> > Your Spartans are even low res. Just use a guest controller, go in customs, and look at the other Spartan. It is nasty looking. Walk up on a box or wall, it looks like blurry mesh. He looks good in Lobby lol. The texture pop ins aren’t enough. To those saying what the 360 can do, look at Far Cry 3…
> >
> > Halo 4 pulled off lighting, but does not deserve best graphics as some say. Reach easily surpasses Halo 4 in texture. Maybe even Halo 3, because I don’t remember texture eye sores in Campaign or anywhere else.
>
> Exactly, people need to realize it’s not about how old the console is, as other contempory (and past) games have better graphics than Halo 4.
>
> ON A SINGLE DISC
No, I don’t think any game on Xbox has better graphics than Halo 4, nor do I think that Halo 4 has the best graphics on the console. We’re so far into the console’s life that all games that have enough money put into development can have the level of graphics where it’s impossible to distinguish which game has better graphics.
As a matter of fact, graphical quality is really hard to judge in the first place. It’s not really about the art, as we know that as hardware gets more powerful, graphics get better. It definitely has to do with the processing power. Do “graphics” mean the average amount of operations per pixel per frame? What if certain type of code has the same visual effect with fewer operations and hence has less operations per pixel per frame, does it have worse graphics?

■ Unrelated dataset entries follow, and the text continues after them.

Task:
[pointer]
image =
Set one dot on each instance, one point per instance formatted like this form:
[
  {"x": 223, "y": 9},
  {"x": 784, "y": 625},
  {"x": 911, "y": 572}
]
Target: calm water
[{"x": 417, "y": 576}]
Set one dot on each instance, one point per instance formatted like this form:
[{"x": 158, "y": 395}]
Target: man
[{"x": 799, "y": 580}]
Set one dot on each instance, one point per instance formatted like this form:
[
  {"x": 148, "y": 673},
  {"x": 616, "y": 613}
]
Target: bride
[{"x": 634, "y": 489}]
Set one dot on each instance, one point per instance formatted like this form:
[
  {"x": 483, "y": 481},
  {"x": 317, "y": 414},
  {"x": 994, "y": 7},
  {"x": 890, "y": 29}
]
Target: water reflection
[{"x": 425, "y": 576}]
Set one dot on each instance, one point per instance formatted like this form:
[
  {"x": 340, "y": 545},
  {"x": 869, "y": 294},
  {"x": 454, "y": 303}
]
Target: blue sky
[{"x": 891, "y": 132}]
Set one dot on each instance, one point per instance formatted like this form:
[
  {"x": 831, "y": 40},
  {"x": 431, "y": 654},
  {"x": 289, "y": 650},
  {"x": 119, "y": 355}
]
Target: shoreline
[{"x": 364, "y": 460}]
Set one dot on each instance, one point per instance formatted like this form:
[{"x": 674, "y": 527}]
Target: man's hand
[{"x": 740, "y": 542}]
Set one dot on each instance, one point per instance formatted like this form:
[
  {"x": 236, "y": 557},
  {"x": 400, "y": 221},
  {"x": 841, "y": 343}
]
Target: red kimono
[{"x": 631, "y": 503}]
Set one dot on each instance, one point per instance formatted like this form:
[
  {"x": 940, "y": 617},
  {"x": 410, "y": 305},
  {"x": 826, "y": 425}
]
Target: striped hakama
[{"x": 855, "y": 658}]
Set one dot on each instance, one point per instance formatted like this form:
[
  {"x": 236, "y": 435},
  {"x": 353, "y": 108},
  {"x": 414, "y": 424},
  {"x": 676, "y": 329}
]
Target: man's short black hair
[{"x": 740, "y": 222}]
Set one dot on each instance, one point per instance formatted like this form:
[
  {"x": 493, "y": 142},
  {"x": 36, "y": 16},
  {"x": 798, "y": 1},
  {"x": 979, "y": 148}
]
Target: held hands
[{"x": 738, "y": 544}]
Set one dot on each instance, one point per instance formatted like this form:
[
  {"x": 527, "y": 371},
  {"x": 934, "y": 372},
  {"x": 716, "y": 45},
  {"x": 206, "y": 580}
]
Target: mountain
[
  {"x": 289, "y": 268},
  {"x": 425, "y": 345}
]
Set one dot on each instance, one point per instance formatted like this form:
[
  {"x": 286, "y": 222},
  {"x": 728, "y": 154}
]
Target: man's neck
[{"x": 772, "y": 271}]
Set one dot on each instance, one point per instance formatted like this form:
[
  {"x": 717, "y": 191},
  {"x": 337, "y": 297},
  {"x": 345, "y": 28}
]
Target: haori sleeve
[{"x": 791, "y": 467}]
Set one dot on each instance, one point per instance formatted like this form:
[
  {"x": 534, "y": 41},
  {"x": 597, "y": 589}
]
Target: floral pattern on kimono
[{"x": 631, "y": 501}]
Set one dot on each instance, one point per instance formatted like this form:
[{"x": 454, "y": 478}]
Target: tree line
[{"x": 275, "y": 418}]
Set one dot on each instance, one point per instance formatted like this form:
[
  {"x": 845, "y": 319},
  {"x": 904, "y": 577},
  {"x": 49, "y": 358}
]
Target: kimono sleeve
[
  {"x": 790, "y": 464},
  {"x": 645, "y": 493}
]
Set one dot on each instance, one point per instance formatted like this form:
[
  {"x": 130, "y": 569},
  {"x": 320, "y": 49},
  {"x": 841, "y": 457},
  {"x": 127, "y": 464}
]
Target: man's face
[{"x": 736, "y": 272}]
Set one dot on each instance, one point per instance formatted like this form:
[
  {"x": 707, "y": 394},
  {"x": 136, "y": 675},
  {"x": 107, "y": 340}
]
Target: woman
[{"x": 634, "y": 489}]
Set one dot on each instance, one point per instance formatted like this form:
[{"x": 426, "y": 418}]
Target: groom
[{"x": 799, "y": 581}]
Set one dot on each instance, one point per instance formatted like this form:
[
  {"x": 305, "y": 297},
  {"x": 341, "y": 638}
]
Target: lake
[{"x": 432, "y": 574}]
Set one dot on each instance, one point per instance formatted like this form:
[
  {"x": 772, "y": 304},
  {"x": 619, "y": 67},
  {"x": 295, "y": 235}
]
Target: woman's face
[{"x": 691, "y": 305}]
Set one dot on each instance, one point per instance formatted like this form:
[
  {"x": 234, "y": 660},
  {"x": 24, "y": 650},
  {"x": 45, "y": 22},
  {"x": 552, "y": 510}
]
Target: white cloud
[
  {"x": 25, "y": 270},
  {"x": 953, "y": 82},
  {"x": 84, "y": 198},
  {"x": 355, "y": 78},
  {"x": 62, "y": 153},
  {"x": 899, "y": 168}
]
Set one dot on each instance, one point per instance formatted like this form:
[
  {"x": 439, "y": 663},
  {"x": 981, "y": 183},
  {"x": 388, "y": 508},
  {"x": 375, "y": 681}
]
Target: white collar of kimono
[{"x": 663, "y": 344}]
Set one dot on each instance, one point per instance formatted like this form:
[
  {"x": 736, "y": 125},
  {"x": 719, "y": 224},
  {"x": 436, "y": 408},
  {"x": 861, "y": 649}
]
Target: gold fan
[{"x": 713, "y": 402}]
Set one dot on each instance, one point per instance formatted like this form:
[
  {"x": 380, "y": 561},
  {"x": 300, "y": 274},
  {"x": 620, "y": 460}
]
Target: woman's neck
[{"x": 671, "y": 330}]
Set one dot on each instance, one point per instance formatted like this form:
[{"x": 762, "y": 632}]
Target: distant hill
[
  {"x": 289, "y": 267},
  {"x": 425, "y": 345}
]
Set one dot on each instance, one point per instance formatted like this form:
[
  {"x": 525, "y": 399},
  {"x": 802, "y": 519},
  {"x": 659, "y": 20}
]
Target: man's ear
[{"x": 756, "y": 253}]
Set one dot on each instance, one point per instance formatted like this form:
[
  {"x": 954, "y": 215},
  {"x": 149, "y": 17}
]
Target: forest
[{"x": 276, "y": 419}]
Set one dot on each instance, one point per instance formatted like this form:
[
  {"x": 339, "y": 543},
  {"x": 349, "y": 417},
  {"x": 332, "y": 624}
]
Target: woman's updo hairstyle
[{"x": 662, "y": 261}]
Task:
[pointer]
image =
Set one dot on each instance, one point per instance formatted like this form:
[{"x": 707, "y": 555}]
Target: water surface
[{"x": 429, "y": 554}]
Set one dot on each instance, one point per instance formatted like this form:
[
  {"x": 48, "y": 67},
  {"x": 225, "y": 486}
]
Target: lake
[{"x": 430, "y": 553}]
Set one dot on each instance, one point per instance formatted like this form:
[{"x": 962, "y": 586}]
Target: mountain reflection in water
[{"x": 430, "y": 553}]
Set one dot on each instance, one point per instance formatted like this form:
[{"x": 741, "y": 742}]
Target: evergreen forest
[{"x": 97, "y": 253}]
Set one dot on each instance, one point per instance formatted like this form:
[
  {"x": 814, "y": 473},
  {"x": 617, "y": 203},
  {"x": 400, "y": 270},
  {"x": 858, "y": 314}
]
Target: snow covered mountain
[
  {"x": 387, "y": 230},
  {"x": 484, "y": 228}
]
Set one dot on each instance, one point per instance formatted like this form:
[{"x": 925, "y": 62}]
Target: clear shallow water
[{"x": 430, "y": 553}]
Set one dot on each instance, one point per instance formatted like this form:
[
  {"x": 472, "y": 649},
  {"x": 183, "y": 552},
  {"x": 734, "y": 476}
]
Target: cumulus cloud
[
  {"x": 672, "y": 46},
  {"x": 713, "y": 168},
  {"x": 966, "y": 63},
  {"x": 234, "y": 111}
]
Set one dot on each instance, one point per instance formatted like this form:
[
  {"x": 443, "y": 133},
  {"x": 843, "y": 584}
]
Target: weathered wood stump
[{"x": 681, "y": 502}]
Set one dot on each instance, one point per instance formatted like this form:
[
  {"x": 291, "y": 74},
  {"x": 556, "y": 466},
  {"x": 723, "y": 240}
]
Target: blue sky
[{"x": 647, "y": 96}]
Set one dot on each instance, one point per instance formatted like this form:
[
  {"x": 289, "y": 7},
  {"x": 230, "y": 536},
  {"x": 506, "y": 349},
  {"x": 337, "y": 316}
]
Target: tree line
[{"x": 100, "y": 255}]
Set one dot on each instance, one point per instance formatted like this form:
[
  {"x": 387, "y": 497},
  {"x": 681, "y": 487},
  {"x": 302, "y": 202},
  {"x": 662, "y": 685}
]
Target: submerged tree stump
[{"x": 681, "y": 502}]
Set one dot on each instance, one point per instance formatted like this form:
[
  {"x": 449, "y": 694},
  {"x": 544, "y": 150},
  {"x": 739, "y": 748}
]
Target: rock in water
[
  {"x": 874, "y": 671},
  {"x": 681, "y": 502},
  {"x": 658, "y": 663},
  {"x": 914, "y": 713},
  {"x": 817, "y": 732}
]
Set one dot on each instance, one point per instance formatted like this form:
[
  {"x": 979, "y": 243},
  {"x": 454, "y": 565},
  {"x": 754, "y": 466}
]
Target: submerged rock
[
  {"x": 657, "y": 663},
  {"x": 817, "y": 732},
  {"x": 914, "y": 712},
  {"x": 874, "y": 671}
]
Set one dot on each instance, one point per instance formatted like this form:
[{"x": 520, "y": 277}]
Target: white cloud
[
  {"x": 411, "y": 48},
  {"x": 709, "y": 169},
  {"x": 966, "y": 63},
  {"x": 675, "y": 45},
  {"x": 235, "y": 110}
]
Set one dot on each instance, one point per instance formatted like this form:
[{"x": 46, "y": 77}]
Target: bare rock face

The only time we can see any actual difference in graphics is when it’s really clear, when every single aspect of a certain game is visibly of higher fidelity than in the other game. However, when it comes to any AAA title released during this decade, it’s impossible to tell which game has better graphics.
Far Cry on the 360, for example, has some things it does better than other games, and some things it does worse. On one hand, the foliage is very impressive. On the other hand, the texture resolution is low in most cases, and especially the foliage seems to have very low resolution textures. On the other hand, the foliage is only rendered to a very short distance, and at a distance, the LOD makes all trees to identical, flat, 2D textures.
With hardware with fixed power, it’s always a matter of tradeoffs, putting the detail where the player is most likely to see it while sacrificing somewhere else. Games do it differently, and what it ultimately comes down to is what the player’s attention is drawn to, and that’s not the same for everyone. On top of that, it also comes down to the artists’ abilities to make beautiful assets that utilize the given resources as well as possible. But on fixed hardware, towards the end of its lifetime, it never, ever comes down to differences in graphical quality.
So, in the end of the day, it’s all about how old the console is. If you are given an arbitrary amount of operations per second/frame or instructions/operations per cycle, you can’t make that amount bigger, nor can you run your code at vastly higher effiency than your competition. In which case making the game look better only comes down to the skill of your artists and your ability to hide the tradeoffs, but certainly not better graphics.